Scenario 3:Kiuuby>>Hachibi, Naruto wins here.


----------



## ? (Sep 20, 2009)

naruto rapes.


----------



## Seductress (Sep 20, 2009)

naruto of course!


----------



## DarkRasengan (Sep 20, 2009)

From what weve seen, if any pure element makes contact with a rasengan its a big explosion (sasuke fight) so all naruto would haveto do is send his clones with rasengan in at bee and he weakens him greatly.


----------



## mastergimmy (Sep 20, 2009)

Id say killerbee can only win number 1 naruto anulpawns the other 2


----------



## Khazzar (Sep 20, 2009)

Actually no,Naruto doesnt rape. Im unable to comprehend whether his Sage mode is > Rari Atto to be honest. Perhaps later on,but KN3 seems > Sage Mode. At least,for now.
I'll give it to Killerbee in scenario 1 and 2. Scenario 3 might go to Naruto with extreme difficulty.
Facts : 
1.Killerbee is much more experienced fighter overall.
2.Killerbee is pro Jinchuriki
3.Base Killerbee > Base Naruto
4.Rari Atto > = Sage Mode


----------



## Munboy Dracule O'Brian (Sep 20, 2009)

Scenario 1: Naruto.

Naruto'll clearly use clones to test Bee out. Once he learns of Bee's blades, which he'll undoubtedly use when seeing three shinobi [which he knows are Jinchuriki] coming for him.
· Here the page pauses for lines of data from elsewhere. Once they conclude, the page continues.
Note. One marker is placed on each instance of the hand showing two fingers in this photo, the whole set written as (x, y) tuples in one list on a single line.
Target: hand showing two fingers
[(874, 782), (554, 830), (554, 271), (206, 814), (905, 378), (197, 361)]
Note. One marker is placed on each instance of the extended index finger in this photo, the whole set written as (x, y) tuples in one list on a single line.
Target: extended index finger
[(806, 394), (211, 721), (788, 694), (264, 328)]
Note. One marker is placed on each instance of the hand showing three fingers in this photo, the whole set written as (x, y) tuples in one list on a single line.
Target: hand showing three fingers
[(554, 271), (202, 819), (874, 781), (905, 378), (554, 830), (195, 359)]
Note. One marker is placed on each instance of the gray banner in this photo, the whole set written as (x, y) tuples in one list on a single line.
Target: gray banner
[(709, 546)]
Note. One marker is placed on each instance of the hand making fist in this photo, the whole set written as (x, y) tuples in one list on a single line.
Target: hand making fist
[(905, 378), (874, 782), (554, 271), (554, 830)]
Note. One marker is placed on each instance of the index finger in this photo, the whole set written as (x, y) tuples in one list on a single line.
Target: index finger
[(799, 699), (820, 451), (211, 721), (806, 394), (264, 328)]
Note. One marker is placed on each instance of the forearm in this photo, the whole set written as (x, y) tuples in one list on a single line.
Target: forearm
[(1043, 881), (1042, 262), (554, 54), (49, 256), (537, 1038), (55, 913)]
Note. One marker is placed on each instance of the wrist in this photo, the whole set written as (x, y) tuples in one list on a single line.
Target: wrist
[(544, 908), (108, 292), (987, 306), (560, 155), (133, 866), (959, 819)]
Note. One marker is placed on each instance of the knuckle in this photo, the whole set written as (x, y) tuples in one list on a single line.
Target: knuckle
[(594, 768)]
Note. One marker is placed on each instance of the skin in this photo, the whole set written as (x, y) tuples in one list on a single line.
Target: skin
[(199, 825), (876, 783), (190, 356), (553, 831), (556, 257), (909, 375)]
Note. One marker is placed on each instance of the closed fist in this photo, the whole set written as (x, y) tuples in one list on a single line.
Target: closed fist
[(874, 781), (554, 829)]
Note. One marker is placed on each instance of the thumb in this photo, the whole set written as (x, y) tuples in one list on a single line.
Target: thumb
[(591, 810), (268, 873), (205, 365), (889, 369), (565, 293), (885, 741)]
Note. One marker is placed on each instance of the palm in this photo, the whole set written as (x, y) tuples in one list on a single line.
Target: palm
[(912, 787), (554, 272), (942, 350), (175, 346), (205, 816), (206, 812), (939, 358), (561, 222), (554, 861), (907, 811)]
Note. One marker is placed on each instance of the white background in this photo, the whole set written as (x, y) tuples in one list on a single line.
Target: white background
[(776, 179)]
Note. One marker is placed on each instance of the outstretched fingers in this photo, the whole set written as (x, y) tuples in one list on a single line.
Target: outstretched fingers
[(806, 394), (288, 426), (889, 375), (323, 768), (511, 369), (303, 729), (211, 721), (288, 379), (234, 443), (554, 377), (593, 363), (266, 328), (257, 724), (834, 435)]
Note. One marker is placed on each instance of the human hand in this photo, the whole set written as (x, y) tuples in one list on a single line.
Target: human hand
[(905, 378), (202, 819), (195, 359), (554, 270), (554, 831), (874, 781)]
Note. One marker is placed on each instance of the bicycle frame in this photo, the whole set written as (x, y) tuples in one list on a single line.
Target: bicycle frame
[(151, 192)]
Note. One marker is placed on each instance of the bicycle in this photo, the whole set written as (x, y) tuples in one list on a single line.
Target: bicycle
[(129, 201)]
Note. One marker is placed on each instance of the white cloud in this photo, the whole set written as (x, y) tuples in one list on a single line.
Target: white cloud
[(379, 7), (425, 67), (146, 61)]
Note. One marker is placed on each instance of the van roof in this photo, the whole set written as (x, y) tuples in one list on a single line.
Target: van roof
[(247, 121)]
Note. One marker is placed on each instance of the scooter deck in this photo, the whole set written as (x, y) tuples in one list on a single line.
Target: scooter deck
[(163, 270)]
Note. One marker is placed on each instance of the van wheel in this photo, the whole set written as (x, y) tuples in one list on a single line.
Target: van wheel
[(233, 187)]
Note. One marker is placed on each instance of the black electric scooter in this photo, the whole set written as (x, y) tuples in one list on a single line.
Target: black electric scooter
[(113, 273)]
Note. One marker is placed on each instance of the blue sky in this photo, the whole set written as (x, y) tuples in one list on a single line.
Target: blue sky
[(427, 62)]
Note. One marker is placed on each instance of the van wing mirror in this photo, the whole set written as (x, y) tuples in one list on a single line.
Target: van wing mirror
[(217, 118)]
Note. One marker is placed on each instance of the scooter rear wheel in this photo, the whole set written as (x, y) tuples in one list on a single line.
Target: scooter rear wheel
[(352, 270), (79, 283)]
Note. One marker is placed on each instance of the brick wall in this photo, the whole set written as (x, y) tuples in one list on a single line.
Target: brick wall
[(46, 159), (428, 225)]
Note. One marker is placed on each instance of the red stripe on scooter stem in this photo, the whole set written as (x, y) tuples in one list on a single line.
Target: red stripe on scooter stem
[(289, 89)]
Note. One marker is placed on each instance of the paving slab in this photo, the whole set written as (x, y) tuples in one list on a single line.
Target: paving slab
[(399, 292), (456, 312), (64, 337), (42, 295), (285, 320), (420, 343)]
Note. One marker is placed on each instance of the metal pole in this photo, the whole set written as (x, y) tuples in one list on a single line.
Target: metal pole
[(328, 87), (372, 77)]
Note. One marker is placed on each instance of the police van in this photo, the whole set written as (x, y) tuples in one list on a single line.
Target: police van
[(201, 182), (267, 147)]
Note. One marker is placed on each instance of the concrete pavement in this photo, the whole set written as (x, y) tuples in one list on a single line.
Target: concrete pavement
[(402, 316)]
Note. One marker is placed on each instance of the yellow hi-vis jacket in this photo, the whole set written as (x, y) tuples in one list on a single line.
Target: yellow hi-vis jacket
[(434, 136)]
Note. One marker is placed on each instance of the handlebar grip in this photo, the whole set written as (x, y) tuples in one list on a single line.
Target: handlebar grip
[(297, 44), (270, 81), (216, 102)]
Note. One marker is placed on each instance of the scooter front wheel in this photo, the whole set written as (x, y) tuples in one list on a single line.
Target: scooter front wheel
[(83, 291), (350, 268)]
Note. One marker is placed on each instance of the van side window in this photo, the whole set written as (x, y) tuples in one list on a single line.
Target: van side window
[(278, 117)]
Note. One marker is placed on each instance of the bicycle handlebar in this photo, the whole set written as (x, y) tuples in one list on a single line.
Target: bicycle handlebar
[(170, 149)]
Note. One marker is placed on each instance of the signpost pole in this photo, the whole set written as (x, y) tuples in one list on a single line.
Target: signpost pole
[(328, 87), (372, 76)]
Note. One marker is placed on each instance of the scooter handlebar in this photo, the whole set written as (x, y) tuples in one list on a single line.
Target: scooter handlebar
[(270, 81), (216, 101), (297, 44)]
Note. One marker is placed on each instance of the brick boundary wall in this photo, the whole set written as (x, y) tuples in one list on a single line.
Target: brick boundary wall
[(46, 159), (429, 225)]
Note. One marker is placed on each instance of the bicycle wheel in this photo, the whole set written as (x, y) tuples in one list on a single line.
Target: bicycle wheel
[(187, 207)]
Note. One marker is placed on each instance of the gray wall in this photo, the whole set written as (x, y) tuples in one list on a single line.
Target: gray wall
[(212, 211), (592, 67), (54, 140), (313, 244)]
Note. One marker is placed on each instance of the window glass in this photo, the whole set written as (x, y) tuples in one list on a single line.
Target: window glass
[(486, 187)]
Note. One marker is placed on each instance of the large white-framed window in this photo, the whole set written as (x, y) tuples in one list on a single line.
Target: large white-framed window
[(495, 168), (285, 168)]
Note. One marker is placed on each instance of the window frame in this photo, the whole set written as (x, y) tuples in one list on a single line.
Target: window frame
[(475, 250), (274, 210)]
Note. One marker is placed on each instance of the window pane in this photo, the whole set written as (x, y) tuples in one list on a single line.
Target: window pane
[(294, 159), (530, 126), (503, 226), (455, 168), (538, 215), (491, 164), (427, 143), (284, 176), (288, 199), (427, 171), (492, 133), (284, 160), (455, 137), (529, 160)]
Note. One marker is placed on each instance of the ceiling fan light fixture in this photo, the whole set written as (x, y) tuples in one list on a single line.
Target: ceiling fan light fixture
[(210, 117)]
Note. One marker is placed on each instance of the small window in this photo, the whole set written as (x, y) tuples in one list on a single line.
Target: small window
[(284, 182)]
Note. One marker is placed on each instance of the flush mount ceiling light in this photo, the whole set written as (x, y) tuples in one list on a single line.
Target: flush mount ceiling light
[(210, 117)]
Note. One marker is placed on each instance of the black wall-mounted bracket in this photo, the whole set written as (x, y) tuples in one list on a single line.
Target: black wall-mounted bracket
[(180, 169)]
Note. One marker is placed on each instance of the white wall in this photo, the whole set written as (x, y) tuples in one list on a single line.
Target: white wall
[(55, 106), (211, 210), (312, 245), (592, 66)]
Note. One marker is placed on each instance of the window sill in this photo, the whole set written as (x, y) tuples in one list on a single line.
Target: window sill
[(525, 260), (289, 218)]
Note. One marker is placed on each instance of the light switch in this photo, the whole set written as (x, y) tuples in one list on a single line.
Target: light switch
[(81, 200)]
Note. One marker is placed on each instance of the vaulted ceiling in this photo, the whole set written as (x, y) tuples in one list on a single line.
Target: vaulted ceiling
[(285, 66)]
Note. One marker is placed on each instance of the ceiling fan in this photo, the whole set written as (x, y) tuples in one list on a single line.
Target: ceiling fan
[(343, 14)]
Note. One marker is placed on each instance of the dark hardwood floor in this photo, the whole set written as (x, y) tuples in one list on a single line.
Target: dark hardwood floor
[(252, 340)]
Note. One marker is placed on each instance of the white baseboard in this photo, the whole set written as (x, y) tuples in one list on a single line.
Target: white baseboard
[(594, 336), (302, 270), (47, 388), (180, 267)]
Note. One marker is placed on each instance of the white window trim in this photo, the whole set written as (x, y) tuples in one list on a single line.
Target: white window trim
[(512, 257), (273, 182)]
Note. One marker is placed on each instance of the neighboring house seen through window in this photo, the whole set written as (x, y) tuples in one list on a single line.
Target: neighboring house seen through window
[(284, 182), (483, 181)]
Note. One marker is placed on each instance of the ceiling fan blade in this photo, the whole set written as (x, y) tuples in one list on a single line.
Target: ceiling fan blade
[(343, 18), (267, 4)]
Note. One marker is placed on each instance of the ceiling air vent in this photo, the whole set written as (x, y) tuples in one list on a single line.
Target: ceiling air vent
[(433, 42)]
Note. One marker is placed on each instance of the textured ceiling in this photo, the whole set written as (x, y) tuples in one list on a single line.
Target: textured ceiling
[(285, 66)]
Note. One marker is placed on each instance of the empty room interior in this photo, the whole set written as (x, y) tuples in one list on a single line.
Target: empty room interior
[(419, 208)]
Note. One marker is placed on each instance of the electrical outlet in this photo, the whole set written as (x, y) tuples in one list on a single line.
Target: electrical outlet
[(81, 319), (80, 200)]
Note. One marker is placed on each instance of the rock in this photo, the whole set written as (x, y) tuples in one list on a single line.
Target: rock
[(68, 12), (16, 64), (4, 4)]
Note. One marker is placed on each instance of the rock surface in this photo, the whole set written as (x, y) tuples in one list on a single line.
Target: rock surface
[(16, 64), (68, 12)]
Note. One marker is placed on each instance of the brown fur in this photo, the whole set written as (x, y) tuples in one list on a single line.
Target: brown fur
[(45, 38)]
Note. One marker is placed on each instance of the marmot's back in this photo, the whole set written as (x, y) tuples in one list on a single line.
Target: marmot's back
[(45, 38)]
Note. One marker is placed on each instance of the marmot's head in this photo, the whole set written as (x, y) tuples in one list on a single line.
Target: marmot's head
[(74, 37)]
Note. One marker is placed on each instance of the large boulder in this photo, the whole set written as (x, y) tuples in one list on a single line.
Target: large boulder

When destroyed they'll give Naruto the knowledge he needs to finish Bee. From where he'll come up with some decent tactic to defeat Bee.

Rari Atto and Sennin Mode wouldn't appear most likely, if they were to appear then Sennin Mode Naruto would be unstoppable since he won't be limited to 3 clones as well, he has no clones in a mountain. Also there'd be nature energy.

Scenario 2: Naruto.

Bee knows this area well, which could post a problem for Naruto. Especially with Rari Atto.

However, Naruto here knows that Bee can only move in a straight line when using Rari Atto. So potentially he could kill Bee with FRS or the frog katas when he uses it.

Though, Bee will know that too. And probably will try to avoid that.

However Naruto will probably win since he'll probably use his clones to ensure Bee gets hit.

Scenario 3: Naruto.

Naruto destroys, since Bee's not allowed Rari Atto while Naruto's allowed Sennin Mode.


----------



## Atlantic Storm (Sep 20, 2009)

And somehow Naruto is going to get the chance to enter Sennin mode?


----------



## Munboy Dracule O'Brian (Sep 20, 2009)

Sandaime said:


> And somehow Naruto is going to get the chance to enter Sennin mode?



In one situation you said: "Other: If Killer Bee uses Rari Atto, Naruto will go into Sage Mode." Suggesting that if Killer Bee uses Rari Atto, then Naruto will get into Sennin Mode some how.


----------



## the box (Sep 20, 2009)

naruto with his KBs is to quick for even Killer bee. he will catch him off gaurd and slam a rasengan into his face


----------



## Jodyjoe the great (Sep 20, 2009)

killler bee could always just transform and rape naruto with a menacing ball i doubt he will survive that


----------



## Munboy Dracule O'Brian (Sep 20, 2009)

Jodyjoe the great said:


> killler bee could always just transform and rape naruto with a menacing ball i doubt he will survive that



Fuuton Rasenshuriken.


----------



## ? (Sep 20, 2009)

Jodyjoe the great said:


> killler bee could always just transform and rape naruto with a menacing ball i doubt he will survive that


kyuubi menacing ball > hachibi menacing ball.


----------



## Jodyjoe the great (Sep 20, 2009)

Inu-Sennin said:


> kyuubi menacing ball > hachibi menacing ball.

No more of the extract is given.